I'm having trouble with my Python UDF for use in Pig scripts. I believe the problem is that I assumed my input deltas is in a format it's not actually in, but I'm not sure how to fix it (Python n00b).
Note: On Cloudera (cdh4.3) distro of Hadoop v.2.0.0, Pig v.0.11.0, Python 2.4.3.
import org.apache.pig.impl.logicalLayer.schema.SchemaUtil as SchemaUtil
@outputSchema("adj:float")
def cumRelFreqAdj(deltas):
# create bins of increment 0.01
a = [i*-0.01 for i in range(100)]
a = a[1:len(a)]
b = [i*0.01 for i in range(101)]
a.extend(b)
a.sort()
bins = a
# build cumulative relative frequency distribution
cumfreq = [0]*200
for delta in deltas:
for bin in range(len(bins)):
if delta <= bins[bin]:
cumfreq[bin] += 1
cumrelfreq = [float(cumfreq[i]) / max(cumfreq) for i in range(len(cumfreq))]

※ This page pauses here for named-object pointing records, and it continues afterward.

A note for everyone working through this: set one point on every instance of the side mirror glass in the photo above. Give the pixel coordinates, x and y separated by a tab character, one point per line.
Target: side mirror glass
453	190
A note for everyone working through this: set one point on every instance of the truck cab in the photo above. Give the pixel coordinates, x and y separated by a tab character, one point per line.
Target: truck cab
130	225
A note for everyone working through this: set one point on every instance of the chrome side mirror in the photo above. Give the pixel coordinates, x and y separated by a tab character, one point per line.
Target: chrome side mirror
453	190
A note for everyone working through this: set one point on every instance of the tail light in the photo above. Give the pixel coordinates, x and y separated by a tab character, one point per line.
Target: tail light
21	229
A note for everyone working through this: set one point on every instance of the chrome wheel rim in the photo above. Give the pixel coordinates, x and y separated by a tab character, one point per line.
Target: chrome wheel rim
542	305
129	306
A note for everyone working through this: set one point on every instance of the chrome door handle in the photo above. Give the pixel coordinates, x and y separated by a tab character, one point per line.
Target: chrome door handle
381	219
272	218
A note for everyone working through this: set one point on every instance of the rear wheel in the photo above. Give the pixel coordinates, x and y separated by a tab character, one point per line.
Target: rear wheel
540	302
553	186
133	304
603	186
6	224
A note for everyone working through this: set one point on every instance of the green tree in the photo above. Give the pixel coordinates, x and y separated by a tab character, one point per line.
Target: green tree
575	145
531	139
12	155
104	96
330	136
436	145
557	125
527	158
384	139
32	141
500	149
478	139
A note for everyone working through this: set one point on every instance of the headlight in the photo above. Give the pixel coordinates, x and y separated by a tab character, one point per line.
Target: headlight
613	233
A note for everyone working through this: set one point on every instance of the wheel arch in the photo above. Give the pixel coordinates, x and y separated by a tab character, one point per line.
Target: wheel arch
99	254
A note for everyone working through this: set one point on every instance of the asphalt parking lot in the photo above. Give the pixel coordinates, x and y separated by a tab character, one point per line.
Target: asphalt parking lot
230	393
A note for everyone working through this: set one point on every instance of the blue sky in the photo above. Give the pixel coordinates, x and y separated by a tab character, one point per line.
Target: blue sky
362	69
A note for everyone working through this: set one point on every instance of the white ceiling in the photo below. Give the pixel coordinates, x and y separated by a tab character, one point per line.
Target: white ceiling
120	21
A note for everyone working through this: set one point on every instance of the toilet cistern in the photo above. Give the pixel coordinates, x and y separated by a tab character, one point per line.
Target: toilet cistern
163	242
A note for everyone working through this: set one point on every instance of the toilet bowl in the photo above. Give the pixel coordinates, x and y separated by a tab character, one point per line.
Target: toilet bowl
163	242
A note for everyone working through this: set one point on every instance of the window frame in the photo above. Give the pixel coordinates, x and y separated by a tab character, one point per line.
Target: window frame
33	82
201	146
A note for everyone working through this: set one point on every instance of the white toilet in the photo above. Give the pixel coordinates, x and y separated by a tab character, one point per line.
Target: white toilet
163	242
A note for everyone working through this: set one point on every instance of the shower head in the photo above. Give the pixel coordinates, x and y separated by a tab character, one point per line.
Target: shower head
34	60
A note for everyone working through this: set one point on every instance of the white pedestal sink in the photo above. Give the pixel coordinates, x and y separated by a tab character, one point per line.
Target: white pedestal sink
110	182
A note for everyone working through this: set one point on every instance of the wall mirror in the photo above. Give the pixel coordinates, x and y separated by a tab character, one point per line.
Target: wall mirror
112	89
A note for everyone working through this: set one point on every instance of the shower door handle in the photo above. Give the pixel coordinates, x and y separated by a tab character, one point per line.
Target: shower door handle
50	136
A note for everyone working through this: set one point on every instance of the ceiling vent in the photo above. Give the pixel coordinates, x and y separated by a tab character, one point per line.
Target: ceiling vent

crf = zip(bins, cumrelfreq)
for relfreq in crf[:]:
if relfreq[1] > 0.11: # 10%ile
adj = relfreq[0] + 0.05
break
return adj
Do I need to convert my input to a list first?
Answered my own question. The input from Pig is a bag of tuples. In my case each tuple has one element, e.g.: {(-0.01), (-0.03), (0.00001), (-0.2383), (0.158)}.
So in order to compare it to a float-type element from another list bins, I need to insert something like:
delta = list(delta)[0]
between lines 16 & 17 above, to pull out the float-typed data element that is the content of the tuple. Then the comparison on line 18 will work.